Bad Night for Day – Where the Rugs Went to

January 1896

Mexborough and Swinton Times January 10, 1896

Where the Rugs Went to

Arising from the circumstances of the last case was another which Selina Green, 53, of Wadworth Street, New Conisborough, was charged with having stolen two rugs which Day said he lost.

Mr Hickman appeared for the defence.

Days stated that on the evening of New Year’s day he was engaged at Sheffield by two gentlemen to drive them to Mexborough. At the end of the journey he lost two rugs, and he identified the rugs of his master, Joseph Tomlinson.

After he got to Rawmarsh Hill, as it stated in the previous case, he drank some rum of a bottle, and became unconscious.

In reply to Mr Hickman, Day said he believed he was drugged. Somebody then took his watch and chain, his muffler and 28 shillings.

Thomas Weston, landlord of the Reresby Arms, Denaby, stated that about 1:30 on the morning of the second inst., he heard a noise and also voices in the yard adjoining his house. He looked through the window. He saw a horse and Hansom cab in the yard and some men and women.

He heard a voice say: “He is dead,” and another say: “He is not, he is stunned, whilst another said, “He’ll do no more talking in this world. While the people in the yard were trying to get the man into the cab, PC Midgley came up. There were two women in the yard, one of whom was rather small, and the other a big stout well built woman. The latter put foot on the driver step and reached up into the “dicky.”

Mary Elizabeth Meakin, who resides near the Reresby Arms, stated that on hearing the noise of the cab being brought into the yard she opened the front door of the house, which is about 3 yards from the public house. Witness and her mother went out to see what was the matter, and they saw the witness Day lying on the ground with his head bleeding.

A woman drove the cab up, and prisoner was the woman. While the constable and others were trying to get the man into the cab, the woman went round the back and took something from the seat that looked like a rug or an overcoat. Witness did not know the prisoner, she had never seen her before, as she did not know where she lived.

Jane Law, married woman, said she resided at number 6, Wadsworth Street, New Conisborough, which was next door to where the prisoner lived. Witness found one of the rugs and the closet seat.

PC Midgley deposed that when he arrested the prisoner and charged her she replied: “I never stole anything.” When witness went to prisoner’s house to investigate the matter she told him she had a rug upstairs, and would bring it down. He went to prisoner’s house about our past four or five in the morning. She said that when the cab had been taken away to the Swinton police station, she saw the rug lying on the road, and she picked it up and took it home with her.

Addressing the Bench for the defence, Mr Hickmott said his client had, along with her husband and son, been to a party at a friends house, and were returning home about 1 o’clock.

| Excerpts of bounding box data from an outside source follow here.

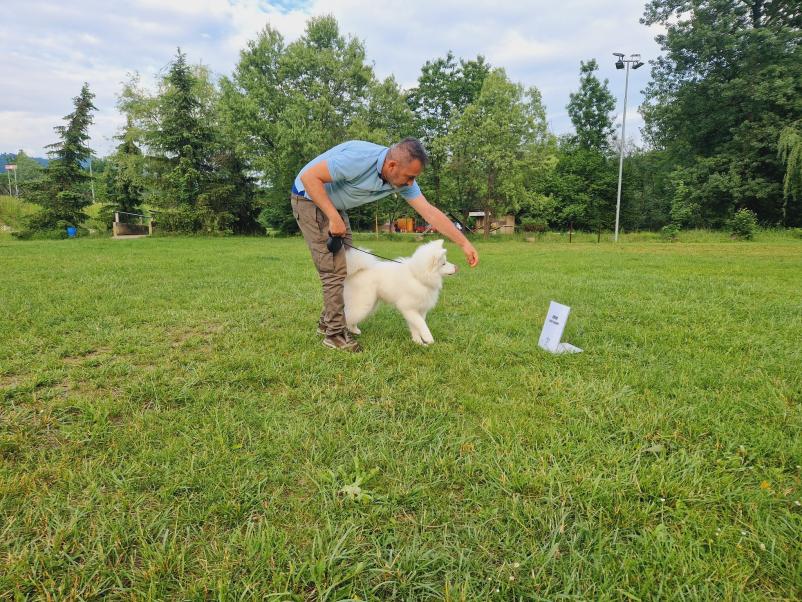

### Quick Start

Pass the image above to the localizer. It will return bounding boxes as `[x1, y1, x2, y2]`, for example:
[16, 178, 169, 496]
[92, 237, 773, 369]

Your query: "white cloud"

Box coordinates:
[0, 0, 659, 155]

When they got nearer to Denaby village on the nearest side of the canal to Mexborough, they came across the Day with his horse and cab. The woman thought the man was dead. She said “There is a man here; there must be something wrong with him.” They got hold of Day, shook him but could not wake him. The husband noticed that the man was still breathing, and they decided to take him to the Reresby Arms. It was clear that they did so. If they wanted to rob they would have robbed him where they found him. The son went for the police. There was no suggestion that the woman, or a, of the sun took the watch and chain or any of the other articles and as for the cabman, he was going altogether this. He was on the road to Doncaster instead of going back to Sheffield’s.

With regard to the rug been found in the prisoner’s house, she said it was found there; that as the cab will be taken away to the police station, she saw the rug on the road, and picked it up and took it home. She could not be expected to take it the policeman’s house at that time in the morning; and when the policeman came at 5 a.m. she had not had time to take it back. When the officer came she told him the same story that he (Mr Hickmott) had been instructed to put forward for the defence. As for the statement she took something from the box of the cab in the yard of the Reresby Arms, it was strenuously denied, and there was no recognition.

The prisoner was a woman of means, and properly, and was altogether above committing such an action that was imputed to her. He had evidence to her good character. The reverent R.P. Roseveare , of Denaby, had written a letter stating that he knew Mrs Green, and he believed her to be a honest person.

John Kilner Bateson, general manager of the Conisborough Glass Works gave evidence as to character. He had known her for two years, and during that time she had often been employed at his house to do housework. She practically had the run of the house, and he believed her to be a honest woman in every way. He had come to the court voluntary to give evidence.

The Chairman: The court is not agreed upon it; I think we shall give her the benefit of the doubts. The prisoner was accordingly discharged.